Aber soviel wird hier eigentlich nicht gesprochen. Genauer gesagt beträgt der Handlungsanteil so ungefähr 30 bis 35 Minuten, in denen BOLL von den Soldaten erzählt, ihre Charaktere darstellt, ihre Beziehungen untereinander klar stellt und wen man mögen und wen man hassen soll. Die restliche Zeit gibt es Action zu bewundern; Geballer und Explosionen. Was hier aber dargeboten wird, hätte man durchaus mit mehr Feuer und härter inszenieren können. Ehrlicherweise ist das Niveau dieser Actionszenen auch alles Andere als schlecht, so dass man als Zuschauer hier dennoch nicht übers Ohr gehauen wird. Aber für was ist denn BOLL so richtig bekannt; ich meine jetzt nicht sein bescheidenes Regietalent? >> Rischtisch; S-P-L-A-T-T-E-R !!! Anhänger dieses Genres kommen auch hier auf seine Kosten, denn Dank dem deutschem SplatterGOTT OLAF ITTENBACH (Premutos, Burning Moon, Legion Of The Dead, Dark Divorce) kriegen wir beispielsweise einen Bambusspeer quer durch den Hals, drastische Kopfschüsse und eine misslungene Hinrichtung zu sehen, wo dann der Kopf nur halb am Galgen baumelt und die rote Soße hintern am Genick heraussprudelt. Die Effekte sind allesamt von hoher Qualität und sehen sich richtig schön ekelhaft aus. Genauso soll es sein! Eine andere Stärke BOLL`s kann man in den Tunnelszenen bewundern. Dort merk man, dass BOLL eigentlich im Horror heimisch ist. Dunkelheit, Stille, tiefes Grollen, flackerndes Taschenlampenlicht und diese gnadenlose Enge sorgen für eine tüchtig unwohlige Atmosphäre und auch saftig Suspense. Da macht das Zuschauen sogar regelrecht Spaß. . . . Und DAS bei einem BOLL!!!

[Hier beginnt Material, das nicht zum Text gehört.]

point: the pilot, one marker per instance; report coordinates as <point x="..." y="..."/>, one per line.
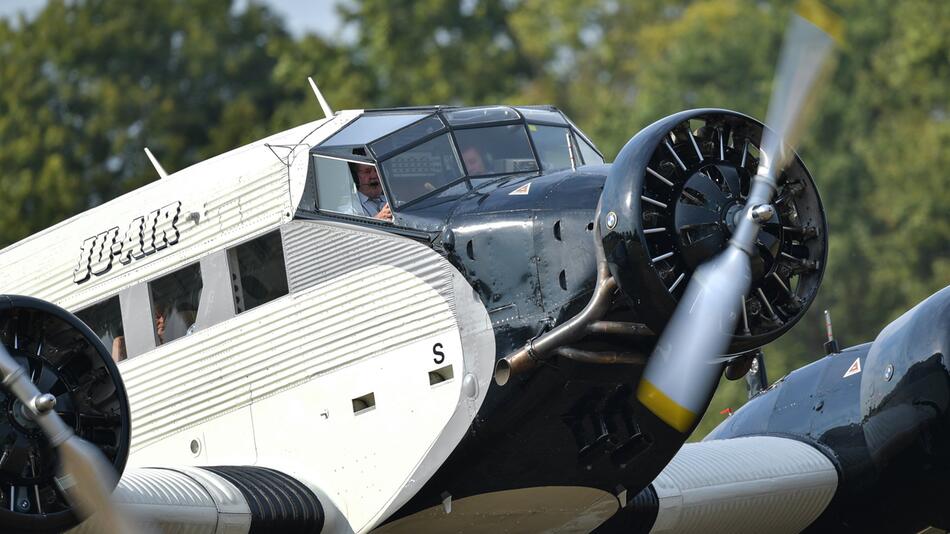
<point x="160" y="326"/>
<point x="474" y="163"/>
<point x="118" y="349"/>
<point x="370" y="192"/>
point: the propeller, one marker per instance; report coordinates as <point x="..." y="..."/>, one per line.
<point x="683" y="371"/>
<point x="84" y="475"/>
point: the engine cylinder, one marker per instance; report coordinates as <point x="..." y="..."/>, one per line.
<point x="670" y="203"/>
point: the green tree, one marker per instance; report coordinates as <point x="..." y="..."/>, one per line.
<point x="88" y="84"/>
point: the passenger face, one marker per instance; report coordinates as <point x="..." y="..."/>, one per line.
<point x="473" y="161"/>
<point x="160" y="327"/>
<point x="368" y="181"/>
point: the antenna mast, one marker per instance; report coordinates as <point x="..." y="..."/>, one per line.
<point x="323" y="102"/>
<point x="158" y="166"/>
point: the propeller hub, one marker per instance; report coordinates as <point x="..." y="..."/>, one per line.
<point x="731" y="216"/>
<point x="21" y="417"/>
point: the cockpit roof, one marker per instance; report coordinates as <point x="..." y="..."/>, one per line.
<point x="370" y="128"/>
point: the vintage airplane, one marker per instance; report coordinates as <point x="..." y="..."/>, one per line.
<point x="254" y="348"/>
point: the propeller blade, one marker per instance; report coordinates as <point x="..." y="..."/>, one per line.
<point x="681" y="375"/>
<point x="84" y="474"/>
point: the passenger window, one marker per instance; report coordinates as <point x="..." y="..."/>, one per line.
<point x="257" y="272"/>
<point x="496" y="150"/>
<point x="421" y="170"/>
<point x="552" y="144"/>
<point x="175" y="300"/>
<point x="105" y="320"/>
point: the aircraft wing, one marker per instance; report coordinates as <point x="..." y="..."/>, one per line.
<point x="750" y="484"/>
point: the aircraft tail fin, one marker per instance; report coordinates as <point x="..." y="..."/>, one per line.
<point x="323" y="101"/>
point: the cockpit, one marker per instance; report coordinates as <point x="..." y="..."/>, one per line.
<point x="422" y="157"/>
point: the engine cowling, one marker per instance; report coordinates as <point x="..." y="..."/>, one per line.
<point x="670" y="202"/>
<point x="62" y="357"/>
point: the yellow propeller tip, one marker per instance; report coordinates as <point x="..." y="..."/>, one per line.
<point x="826" y="20"/>
<point x="668" y="410"/>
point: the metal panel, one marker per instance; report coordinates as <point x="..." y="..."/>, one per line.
<point x="335" y="282"/>
<point x="224" y="201"/>
<point x="753" y="484"/>
<point x="317" y="252"/>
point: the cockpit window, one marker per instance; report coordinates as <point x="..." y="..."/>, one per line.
<point x="421" y="170"/>
<point x="368" y="128"/>
<point x="407" y="136"/>
<point x="341" y="189"/>
<point x="464" y="117"/>
<point x="496" y="150"/>
<point x="553" y="145"/>
<point x="591" y="157"/>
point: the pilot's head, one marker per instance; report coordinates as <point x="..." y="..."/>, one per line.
<point x="367" y="180"/>
<point x="160" y="325"/>
<point x="473" y="160"/>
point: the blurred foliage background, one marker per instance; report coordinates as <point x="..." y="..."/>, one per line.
<point x="87" y="83"/>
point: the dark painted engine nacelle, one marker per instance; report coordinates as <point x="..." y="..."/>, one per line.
<point x="64" y="358"/>
<point x="879" y="411"/>
<point x="670" y="202"/>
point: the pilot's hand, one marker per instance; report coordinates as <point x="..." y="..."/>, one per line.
<point x="384" y="214"/>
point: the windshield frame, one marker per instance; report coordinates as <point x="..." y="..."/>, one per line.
<point x="472" y="183"/>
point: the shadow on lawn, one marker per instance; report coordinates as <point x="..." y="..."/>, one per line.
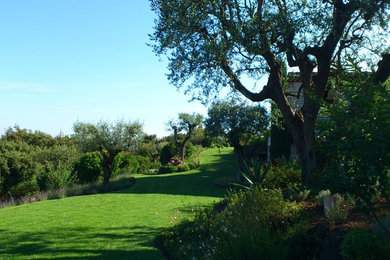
<point x="83" y="243"/>
<point x="199" y="182"/>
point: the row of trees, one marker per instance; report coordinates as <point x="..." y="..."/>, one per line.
<point x="33" y="161"/>
<point x="218" y="43"/>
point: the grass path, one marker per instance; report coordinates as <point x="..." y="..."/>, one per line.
<point x="118" y="225"/>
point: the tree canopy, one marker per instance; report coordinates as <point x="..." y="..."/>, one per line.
<point x="215" y="43"/>
<point x="238" y="123"/>
<point x="109" y="140"/>
<point x="183" y="129"/>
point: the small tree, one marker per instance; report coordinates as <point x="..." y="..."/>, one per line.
<point x="109" y="140"/>
<point x="186" y="123"/>
<point x="216" y="43"/>
<point x="238" y="123"/>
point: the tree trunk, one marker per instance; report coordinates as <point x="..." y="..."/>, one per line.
<point x="106" y="174"/>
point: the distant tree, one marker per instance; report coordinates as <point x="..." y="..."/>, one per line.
<point x="109" y="140"/>
<point x="183" y="129"/>
<point x="217" y="43"/>
<point x="238" y="123"/>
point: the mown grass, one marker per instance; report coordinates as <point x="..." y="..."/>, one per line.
<point x="118" y="225"/>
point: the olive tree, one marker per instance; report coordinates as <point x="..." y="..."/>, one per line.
<point x="238" y="123"/>
<point x="215" y="43"/>
<point x="109" y="140"/>
<point x="183" y="129"/>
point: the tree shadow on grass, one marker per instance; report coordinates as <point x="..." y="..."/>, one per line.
<point x="198" y="182"/>
<point x="82" y="243"/>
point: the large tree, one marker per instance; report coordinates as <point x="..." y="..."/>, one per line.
<point x="238" y="123"/>
<point x="109" y="140"/>
<point x="183" y="129"/>
<point x="216" y="43"/>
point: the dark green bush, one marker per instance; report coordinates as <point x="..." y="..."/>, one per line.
<point x="362" y="244"/>
<point x="282" y="174"/>
<point x="17" y="165"/>
<point x="24" y="189"/>
<point x="57" y="167"/>
<point x="354" y="139"/>
<point x="89" y="168"/>
<point x="170" y="150"/>
<point x="167" y="168"/>
<point x="253" y="225"/>
<point x="183" y="168"/>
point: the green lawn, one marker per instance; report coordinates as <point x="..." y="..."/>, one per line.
<point x="118" y="225"/>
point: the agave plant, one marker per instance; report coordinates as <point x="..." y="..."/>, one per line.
<point x="254" y="174"/>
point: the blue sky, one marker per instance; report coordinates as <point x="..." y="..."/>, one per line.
<point x="68" y="60"/>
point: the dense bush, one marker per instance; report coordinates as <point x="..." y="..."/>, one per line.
<point x="26" y="188"/>
<point x="361" y="244"/>
<point x="17" y="165"/>
<point x="255" y="224"/>
<point x="57" y="167"/>
<point x="168" y="151"/>
<point x="89" y="168"/>
<point x="283" y="173"/>
<point x="130" y="163"/>
<point x="167" y="168"/>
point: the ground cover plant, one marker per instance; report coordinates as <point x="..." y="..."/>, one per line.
<point x="114" y="225"/>
<point x="254" y="223"/>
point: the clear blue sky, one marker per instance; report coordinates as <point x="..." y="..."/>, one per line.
<point x="68" y="60"/>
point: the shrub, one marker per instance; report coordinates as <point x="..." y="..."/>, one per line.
<point x="62" y="177"/>
<point x="362" y="244"/>
<point x="127" y="162"/>
<point x="189" y="150"/>
<point x="17" y="165"/>
<point x="168" y="151"/>
<point x="167" y="169"/>
<point x="254" y="224"/>
<point x="283" y="174"/>
<point x="89" y="168"/>
<point x="183" y="168"/>
<point x="354" y="137"/>
<point x="338" y="213"/>
<point x="321" y="195"/>
<point x="24" y="189"/>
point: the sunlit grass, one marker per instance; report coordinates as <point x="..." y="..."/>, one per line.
<point x="118" y="225"/>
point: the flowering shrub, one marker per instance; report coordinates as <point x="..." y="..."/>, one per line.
<point x="254" y="224"/>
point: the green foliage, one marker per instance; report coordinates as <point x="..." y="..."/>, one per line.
<point x="254" y="224"/>
<point x="283" y="174"/>
<point x="167" y="168"/>
<point x="121" y="136"/>
<point x="168" y="151"/>
<point x="89" y="168"/>
<point x="361" y="244"/>
<point x="37" y="138"/>
<point x="57" y="167"/>
<point x="338" y="213"/>
<point x="254" y="174"/>
<point x="130" y="163"/>
<point x="355" y="139"/>
<point x="17" y="165"/>
<point x="321" y="195"/>
<point x="24" y="189"/>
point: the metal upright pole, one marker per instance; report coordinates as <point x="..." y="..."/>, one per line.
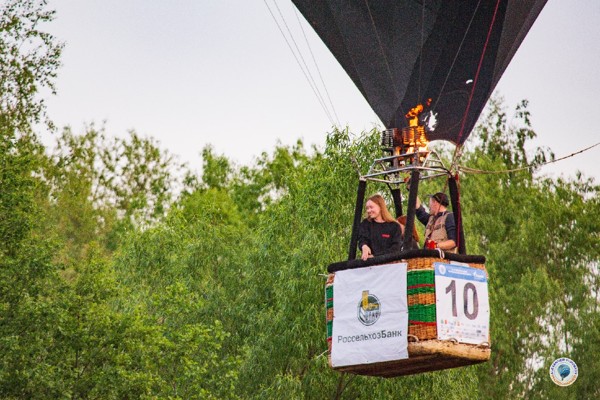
<point x="397" y="196"/>
<point x="411" y="212"/>
<point x="455" y="200"/>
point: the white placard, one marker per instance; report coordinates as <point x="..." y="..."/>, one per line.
<point x="462" y="304"/>
<point x="370" y="315"/>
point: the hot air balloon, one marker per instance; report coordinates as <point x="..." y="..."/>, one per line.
<point x="427" y="69"/>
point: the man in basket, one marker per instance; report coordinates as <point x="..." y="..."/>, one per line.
<point x="440" y="228"/>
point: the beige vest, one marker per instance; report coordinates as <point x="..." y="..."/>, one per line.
<point x="436" y="230"/>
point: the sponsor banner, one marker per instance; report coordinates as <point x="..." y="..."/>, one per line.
<point x="370" y="321"/>
<point x="462" y="304"/>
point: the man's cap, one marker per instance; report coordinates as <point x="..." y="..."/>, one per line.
<point x="441" y="198"/>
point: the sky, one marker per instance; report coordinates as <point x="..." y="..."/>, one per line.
<point x="190" y="73"/>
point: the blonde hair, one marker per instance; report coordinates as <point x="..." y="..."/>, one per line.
<point x="380" y="201"/>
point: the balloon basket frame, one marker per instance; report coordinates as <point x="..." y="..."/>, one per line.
<point x="425" y="352"/>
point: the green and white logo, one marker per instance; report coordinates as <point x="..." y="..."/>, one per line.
<point x="563" y="371"/>
<point x="369" y="308"/>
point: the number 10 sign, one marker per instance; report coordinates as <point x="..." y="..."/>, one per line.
<point x="462" y="305"/>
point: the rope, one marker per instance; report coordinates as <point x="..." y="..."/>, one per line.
<point x="456" y="55"/>
<point x="475" y="79"/>
<point x="381" y="49"/>
<point x="310" y="80"/>
<point x="317" y="67"/>
<point x="506" y="171"/>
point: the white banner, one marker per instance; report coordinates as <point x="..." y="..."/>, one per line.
<point x="462" y="304"/>
<point x="370" y="321"/>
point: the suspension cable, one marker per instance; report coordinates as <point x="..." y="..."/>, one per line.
<point x="317" y="67"/>
<point x="530" y="166"/>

Fazit: Gemischt mit klaustrophobischer Atmosphäre der Tunnel und Splattereffekten hat man einen netten Actionfilm vor dem Vietnam-Hintergrund vor sich, der zwar stellenweise vor etlichen kleineren Fehlern strotzt, aber dennoch gute Unterhaltung bietet. Für BOLL-Fans ein Meisterwerk, für normale Actionfans wenigstens keine vergeudete Zeit.